La. On se dit. Merde. C'est pas si marrant.
Mais bon. On sait qu'ensuite elle va a un speed dating, et là on se dit qu'on va rigoler deux minutes.
Sauf que. ça tourne à la prise de tête glauque et emmerdante avec des gros plans faciaux crispants, des blancs, ou des conversation façon "moi au speed dating tout le monde sait que j'ai bac + 12 car je philosophe à tout crin sur l'existence, et si nous dissertions sur les fondements du moi, et Sartre? vous aimez? Camus peut-être?"
a cet instant je me suis dit... là ça commence à puer.
Mébon. l'héroine tire toujours la tronche est de plus en plus dépressive, on a un vague espoir que le romantisme remonte un peu à la surface algueuse bourbeuse de l'ensemble. Aller, elle va rencontrer LE mec!! Sauf que le mec c'est Puzulu, qu'il est mignoooon. Ben voila. même la scène de cul (qui est en fait passée sous ellipse, c'était trop fun) dégage l'énergie sexuelle d'une sole meunière.
La j'ai commencé sérieusement à avoir le sentiment de tirer un caillou.
Deux secondes plus tard elle retape un malaise et on a un gros plan sur son sein qui coule. Elle pleure. On sait que c'est pas grave ce qu'elle a, mais!!! qu'il faut quand même faire une opération tout ça.

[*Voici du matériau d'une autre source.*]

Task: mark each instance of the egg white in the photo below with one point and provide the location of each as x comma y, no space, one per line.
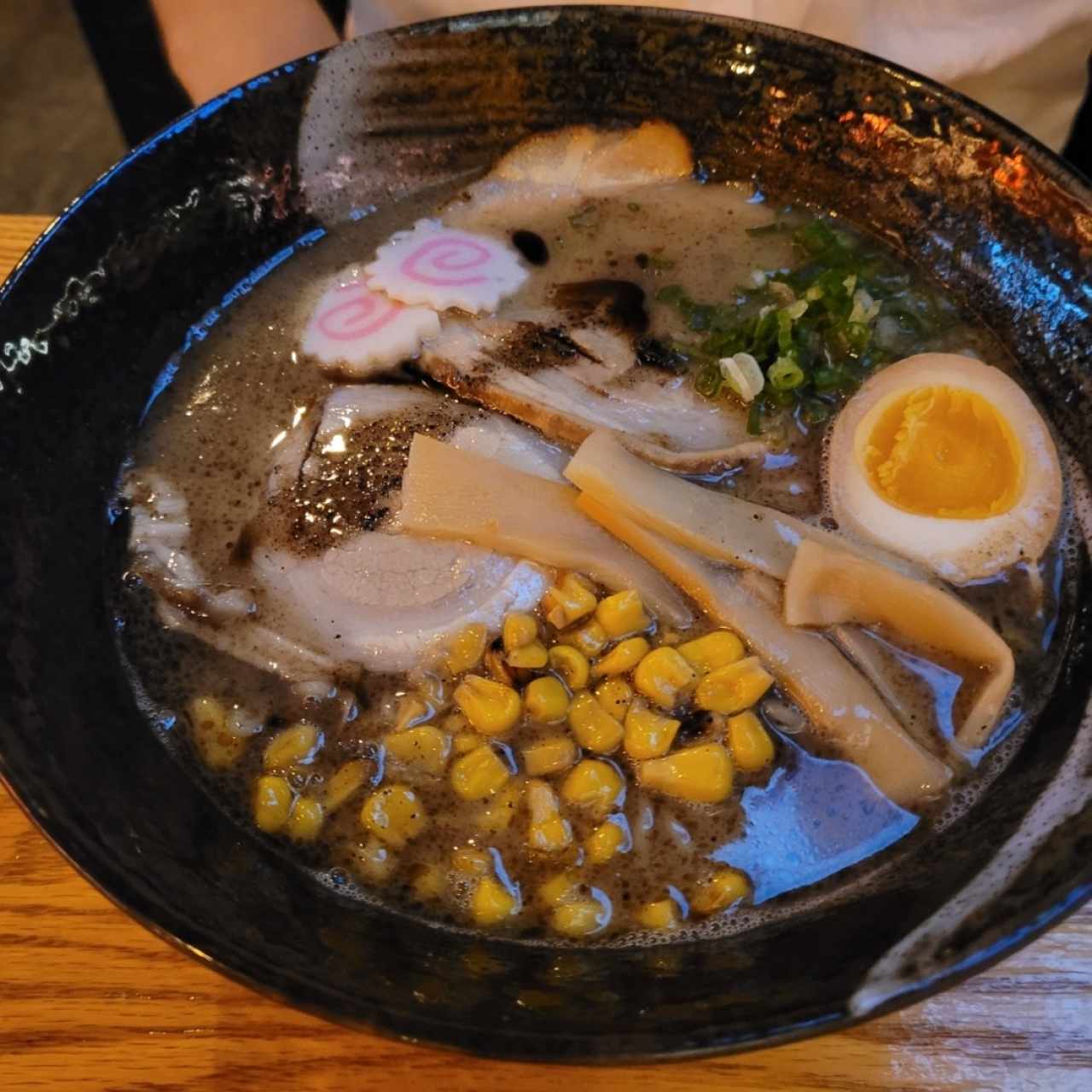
956,549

La l'ensemble se glauquifie encore un chouilla, parce que les scènes de malaise avec arrière plan flou caméra amateur qui bouge et images strombiscopiques qui font mal à la tête s'enchainent.
Je crois que c'est la que j'ai commencé à avoir le sentiment de trainer un ROCHER.
C'est encore un peu plus tard que j'ai commencé à me balancer d'avant en arrière en me répétant que ça allait bien se passer.
Ce film file mal aux yeux, mal au coeur, mal au crane, on a l'impression que c'est un dépressif qui s'est demandé de quelle façon rendre Elsa le plus moche possible en la filmant le plus près possible qu'au bout d'un moment t'as juste envie de dire au caméraman "hooo tu recules oui!! laisse moi respirer!!!" et pourtant. Je rappelle c'est Elsa.
Bref. Stu tiens à la vie évite d'aller voir ce chef d'oeuvre du 7e art pendant lequel si tu as la chance de pas te faire chier, tu auras invariablement envie d'aller acheter un stock de cordes en promo au mètre chez Casto, et à la fin duquel, cette solution ne paraissant pas suffisamment radicale, tu en profiteras finalement pour compléter la panoplie avec une dizaine de bidons d'acide pour en finir aussi avec ton copain ou ta copine, ou ton ex, ou ta mère.
Saloperie de film capitaliste!
(note : j'ai préféré 10000)
Elsa est quand même une vachement bonne actrice. ils ont du tourner le fim pour qu'elle gagne un prix.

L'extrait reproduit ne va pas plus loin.